Variation of association football

Walking football is a variant of association football invented in 2011 which is played by thousands of teams all over the UK and the world.

==Overview==
It is aimed at keeping people aged over 50 involved with football if, due to a lack of mobility or for other reasons, they are not able to play the traditional game. The sport can be played both indoors and outdoors.
Coverage of a walking football session initially believed to be an April Fools' joke, on Sky Sports News and in a documentary aired on Sky Sports Football in October 2017, led to several other clubs taking up this version of the game. It has since become a craze.

There are now thousands of teams and sessions all over the UK with players now featuring in over-50s, over 60s, over-65s, over-70s, and over-75s teams. The sport has also proved popular with women over 40.

Though based on association football (albeit with more than 50 differences), the key difference from standard football is that if a player runs then they concede a free kick to the other side.
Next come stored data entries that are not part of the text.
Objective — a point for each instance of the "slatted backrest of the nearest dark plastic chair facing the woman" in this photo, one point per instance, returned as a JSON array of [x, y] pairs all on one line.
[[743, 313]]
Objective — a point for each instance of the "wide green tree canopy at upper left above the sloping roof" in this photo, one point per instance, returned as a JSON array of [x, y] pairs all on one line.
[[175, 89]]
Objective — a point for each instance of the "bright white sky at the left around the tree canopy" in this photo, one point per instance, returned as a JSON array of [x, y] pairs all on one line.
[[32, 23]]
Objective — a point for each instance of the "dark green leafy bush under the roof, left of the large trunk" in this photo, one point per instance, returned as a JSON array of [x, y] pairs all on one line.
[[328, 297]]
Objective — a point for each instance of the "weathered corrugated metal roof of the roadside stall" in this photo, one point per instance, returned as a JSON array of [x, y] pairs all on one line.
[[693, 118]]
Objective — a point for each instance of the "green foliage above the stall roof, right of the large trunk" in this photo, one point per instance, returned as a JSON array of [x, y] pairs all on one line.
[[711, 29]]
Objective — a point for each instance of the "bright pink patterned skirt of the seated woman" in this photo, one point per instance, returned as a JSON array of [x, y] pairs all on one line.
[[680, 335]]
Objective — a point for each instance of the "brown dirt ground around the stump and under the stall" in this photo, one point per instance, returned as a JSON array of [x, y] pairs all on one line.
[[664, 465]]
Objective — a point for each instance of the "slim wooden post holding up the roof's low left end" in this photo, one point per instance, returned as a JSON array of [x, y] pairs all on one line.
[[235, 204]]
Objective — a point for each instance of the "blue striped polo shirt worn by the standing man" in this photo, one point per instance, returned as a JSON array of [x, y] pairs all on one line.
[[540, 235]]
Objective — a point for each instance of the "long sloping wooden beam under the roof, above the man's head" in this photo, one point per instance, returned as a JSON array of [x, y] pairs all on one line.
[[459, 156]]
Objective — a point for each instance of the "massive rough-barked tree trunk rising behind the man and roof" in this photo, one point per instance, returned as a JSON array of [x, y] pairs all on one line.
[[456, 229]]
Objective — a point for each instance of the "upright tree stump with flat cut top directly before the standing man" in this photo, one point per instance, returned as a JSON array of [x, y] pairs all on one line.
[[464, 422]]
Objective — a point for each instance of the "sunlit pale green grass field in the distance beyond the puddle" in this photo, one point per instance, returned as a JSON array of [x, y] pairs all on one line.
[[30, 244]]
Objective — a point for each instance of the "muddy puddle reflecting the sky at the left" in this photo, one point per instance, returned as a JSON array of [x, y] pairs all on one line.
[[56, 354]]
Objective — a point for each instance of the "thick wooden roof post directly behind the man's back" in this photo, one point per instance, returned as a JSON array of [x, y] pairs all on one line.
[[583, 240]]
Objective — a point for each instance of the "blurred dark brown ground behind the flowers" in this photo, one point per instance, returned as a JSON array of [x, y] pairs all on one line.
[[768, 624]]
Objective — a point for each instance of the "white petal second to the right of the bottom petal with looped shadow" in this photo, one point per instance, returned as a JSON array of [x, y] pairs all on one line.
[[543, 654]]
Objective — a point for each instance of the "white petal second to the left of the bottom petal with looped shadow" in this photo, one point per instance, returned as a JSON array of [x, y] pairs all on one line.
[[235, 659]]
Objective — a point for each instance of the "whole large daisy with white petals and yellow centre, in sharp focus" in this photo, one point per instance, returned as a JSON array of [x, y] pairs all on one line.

This restriction, together with a ban on slide tackles, is aimed both at avoiding injuries and facilitating the playing of the sport by those who are physically disadvantaged. The manner in which the sport is played promotes cardiovascular fitness whilst reducing stress on the body. It also helps participants maintain an active lifestyle.

In walking football the game was originally played without goalkeepers (though goalkeepers now play in some variations) and, crucially, the ball must never be kicked above head height. Different footballs are used in the indoor and the outdoor variations of the sport. When played indoors, a size 4 futsal ball is used. Outdoor games involve a traditional football. The size of the pitch can vary to suit different locations. The length should be from 20 to 40 yards and the width between 15 and 30 yards.

The sport was created in 2011 by John Croot, Chair of Chesterfield Football Club, but came to wider public attention in July 2014, when Barclays Bank aired a television advertisement featuring walking football to promote its services.

Similar slower-paced sports include walking netball, walking rugby, walking basketball, walking hockey (based on field hockey) and walking cricket.